My college life is nothing as glamorous or sophisticated as I imagined it might be. The half-dozen Pinterest boards I’ve accrued throughout the years are a far cry from the messiness of my Google Calendar and the newfound hubbub of young adult existence. Still, though, I’m glad to be enduring freezing temperatures and hours of homework and dorm hall pests alongside the people I’ve grown to love. There’s no one else I’d rather be living this aggressively non-Pinterest-friendly, messy, beautiful life with.
Be grateful
After the reprieve of winter break and weeks spent lazing around at home, the first month back at school has been nothing short of a whirlwind. There’s always an assignment to be doing, a club meeting to attend, a deadline to set six reminders for. It’s beyond easy to feel overwhelmed.
The other day, two exams deep into midterm season, I caught myself saying, “I hate this school.” But the moment I stopped to actually think, I immediately regretted that declaration. Sure, my schedule is rigorous, and classes are demanding. But in the grand scheme of things, the me from two years ago would have sold her kidney to be here. Even if I’ve got three club meetings lined up back to back in one day, they’re all clubs that I genuinely care about; even if I’m drowning in work, it’s work for the subjects I wrote my very college application about.
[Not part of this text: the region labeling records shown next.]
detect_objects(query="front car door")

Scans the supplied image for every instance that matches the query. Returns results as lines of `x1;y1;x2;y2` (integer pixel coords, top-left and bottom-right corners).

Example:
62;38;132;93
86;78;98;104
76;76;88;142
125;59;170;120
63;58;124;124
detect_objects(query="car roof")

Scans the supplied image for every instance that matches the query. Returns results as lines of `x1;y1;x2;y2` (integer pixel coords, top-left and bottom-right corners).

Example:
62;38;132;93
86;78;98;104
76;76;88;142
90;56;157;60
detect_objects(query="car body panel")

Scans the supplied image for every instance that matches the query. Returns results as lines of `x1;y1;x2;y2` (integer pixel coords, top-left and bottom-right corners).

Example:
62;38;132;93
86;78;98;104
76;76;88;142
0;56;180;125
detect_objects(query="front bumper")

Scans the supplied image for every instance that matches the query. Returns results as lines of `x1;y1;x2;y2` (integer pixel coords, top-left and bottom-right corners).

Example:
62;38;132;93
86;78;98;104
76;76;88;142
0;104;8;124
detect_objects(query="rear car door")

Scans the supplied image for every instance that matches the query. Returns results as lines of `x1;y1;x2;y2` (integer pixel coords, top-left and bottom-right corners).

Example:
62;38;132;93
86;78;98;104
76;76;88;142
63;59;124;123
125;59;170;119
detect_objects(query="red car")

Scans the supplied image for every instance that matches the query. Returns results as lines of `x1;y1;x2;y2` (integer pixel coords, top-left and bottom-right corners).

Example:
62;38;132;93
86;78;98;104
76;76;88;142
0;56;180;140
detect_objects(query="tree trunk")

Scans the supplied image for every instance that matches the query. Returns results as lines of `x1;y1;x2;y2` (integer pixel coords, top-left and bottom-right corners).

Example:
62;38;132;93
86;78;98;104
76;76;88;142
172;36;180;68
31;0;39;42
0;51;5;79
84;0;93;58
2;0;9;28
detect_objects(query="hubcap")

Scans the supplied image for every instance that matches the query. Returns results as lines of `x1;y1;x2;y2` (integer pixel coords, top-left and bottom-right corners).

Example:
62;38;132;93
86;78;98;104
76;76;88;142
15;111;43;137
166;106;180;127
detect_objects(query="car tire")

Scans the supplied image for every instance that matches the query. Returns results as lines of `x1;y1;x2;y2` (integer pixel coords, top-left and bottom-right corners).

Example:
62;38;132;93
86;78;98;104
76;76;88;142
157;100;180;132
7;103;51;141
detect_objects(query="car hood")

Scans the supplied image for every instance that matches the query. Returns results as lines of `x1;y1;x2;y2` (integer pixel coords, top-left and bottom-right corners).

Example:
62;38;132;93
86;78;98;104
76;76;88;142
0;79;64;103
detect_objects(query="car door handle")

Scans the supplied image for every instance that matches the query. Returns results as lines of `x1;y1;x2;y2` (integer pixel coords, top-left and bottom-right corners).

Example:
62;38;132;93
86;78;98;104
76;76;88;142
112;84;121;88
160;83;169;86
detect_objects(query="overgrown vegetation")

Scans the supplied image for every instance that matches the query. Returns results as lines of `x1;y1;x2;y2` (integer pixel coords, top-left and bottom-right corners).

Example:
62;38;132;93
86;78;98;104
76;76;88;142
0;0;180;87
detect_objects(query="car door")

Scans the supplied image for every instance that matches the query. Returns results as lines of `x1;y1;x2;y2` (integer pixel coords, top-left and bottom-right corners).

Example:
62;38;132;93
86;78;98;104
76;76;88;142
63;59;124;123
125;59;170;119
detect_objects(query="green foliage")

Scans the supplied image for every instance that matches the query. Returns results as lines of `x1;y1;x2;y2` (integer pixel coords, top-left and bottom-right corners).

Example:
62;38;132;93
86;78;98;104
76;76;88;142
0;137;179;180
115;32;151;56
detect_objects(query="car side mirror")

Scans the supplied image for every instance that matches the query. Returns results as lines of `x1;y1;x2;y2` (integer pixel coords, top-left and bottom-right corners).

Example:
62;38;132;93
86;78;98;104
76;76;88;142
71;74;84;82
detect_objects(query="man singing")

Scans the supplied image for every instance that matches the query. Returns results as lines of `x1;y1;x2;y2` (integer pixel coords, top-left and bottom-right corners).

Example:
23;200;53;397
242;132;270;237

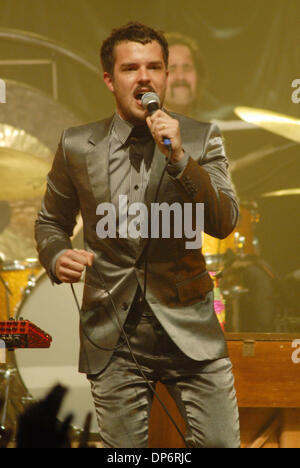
36;23;240;448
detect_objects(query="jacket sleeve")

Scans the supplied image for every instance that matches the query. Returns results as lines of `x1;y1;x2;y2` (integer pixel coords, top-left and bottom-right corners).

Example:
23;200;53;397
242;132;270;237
35;133;79;283
176;124;238;239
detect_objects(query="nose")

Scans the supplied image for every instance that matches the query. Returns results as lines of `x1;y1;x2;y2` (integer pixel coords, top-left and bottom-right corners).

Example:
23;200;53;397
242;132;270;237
138;67;150;83
172;66;185;81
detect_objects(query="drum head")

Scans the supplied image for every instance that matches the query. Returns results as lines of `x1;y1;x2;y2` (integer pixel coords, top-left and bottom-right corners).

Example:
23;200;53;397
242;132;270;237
16;273;98;433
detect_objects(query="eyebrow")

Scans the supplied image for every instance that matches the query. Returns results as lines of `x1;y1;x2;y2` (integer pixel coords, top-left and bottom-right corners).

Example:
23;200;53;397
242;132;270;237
120;60;164;68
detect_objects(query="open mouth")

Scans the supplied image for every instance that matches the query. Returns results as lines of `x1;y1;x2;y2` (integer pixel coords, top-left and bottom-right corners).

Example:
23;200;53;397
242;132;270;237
134;88;153;106
134;93;145;104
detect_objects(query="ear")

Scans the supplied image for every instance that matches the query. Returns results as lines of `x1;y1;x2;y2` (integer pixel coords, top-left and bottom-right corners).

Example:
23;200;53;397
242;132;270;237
103;72;115;93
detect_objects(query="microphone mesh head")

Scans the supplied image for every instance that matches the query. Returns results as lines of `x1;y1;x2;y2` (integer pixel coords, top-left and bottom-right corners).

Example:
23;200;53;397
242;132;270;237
142;92;160;109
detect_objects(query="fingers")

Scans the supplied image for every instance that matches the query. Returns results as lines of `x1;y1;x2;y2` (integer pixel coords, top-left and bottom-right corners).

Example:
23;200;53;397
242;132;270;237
55;250;94;283
146;110;183;160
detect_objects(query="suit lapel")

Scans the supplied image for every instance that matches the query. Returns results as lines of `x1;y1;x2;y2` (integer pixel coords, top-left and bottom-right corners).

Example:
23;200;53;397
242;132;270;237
86;118;113;202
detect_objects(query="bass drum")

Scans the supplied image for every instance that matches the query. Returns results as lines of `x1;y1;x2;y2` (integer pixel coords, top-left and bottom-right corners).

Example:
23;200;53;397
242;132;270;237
15;272;98;433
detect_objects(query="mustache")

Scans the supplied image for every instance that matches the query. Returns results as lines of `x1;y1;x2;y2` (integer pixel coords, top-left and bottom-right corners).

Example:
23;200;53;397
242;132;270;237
134;86;156;96
170;80;191;90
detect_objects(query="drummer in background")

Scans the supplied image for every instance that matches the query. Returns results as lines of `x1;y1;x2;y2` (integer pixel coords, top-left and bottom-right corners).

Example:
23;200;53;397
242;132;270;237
164;33;281;332
164;33;233;121
164;33;225;330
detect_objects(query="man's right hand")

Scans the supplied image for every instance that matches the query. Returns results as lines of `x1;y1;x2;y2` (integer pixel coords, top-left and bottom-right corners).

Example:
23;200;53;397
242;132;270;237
55;250;94;283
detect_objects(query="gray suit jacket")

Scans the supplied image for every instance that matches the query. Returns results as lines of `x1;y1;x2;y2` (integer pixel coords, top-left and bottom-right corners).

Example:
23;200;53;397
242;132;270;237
36;114;238;374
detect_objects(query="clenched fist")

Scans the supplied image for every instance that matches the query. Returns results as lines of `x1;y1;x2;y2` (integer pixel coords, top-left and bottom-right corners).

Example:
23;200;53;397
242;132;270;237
55;250;94;283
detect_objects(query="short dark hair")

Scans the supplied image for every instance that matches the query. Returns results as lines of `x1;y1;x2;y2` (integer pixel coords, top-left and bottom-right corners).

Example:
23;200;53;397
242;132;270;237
165;32;207;82
100;21;169;75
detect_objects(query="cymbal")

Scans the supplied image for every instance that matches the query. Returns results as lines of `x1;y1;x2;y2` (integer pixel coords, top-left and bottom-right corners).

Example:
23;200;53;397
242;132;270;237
0;147;50;197
262;188;300;197
234;107;300;143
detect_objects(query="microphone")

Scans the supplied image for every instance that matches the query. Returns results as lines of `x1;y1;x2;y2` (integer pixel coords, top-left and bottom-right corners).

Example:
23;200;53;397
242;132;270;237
142;92;172;147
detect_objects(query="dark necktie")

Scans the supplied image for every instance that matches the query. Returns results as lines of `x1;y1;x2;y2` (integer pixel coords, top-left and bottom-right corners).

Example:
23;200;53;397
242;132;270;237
128;125;152;172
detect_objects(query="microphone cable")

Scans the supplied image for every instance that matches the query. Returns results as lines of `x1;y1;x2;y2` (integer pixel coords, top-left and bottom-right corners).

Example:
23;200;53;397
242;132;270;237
71;136;188;448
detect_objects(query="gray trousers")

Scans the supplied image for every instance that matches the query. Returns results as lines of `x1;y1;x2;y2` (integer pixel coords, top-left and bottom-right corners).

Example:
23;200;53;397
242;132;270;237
88;298;240;448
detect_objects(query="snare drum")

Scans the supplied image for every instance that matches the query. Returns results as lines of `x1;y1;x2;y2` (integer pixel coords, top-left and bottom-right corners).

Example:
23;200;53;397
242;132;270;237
0;259;41;320
15;272;98;433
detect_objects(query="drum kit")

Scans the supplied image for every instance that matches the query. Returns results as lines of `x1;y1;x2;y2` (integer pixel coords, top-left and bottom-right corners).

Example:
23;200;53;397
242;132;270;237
0;107;300;440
I must admit that this last resolution is sort of a cheat; no pictures symbolizing gratitude actually appear on my vision board. But perhaps it’s the one that I care about the most. “2025 is my year,” I find myself repeating, day after day. Sometimes the declaration is joyous and satisfied; sometimes it’s a phrase at the end of a long week that I force myself to say until I start believing it again.
And at the end of the day, I always do. I’m grateful for the clear gold sunlight and the warm weather we’ve all been enjoying this week—no matter how much New Englanders tell me that “second winter” will hit again soon. I’m grateful for Blue Room booth tables and the photo strips that paper my dorm wall and the second floor of Rhode Island Hall.
Mostly though, through the hours and hours of studying and working, I’m grateful for the people I sit with. We procrastinate our readings and slip on the ice outside and go out on the weekends and then we do it all over again. This life is imperfect in almost every measure. I wouldn’t trade it for anything.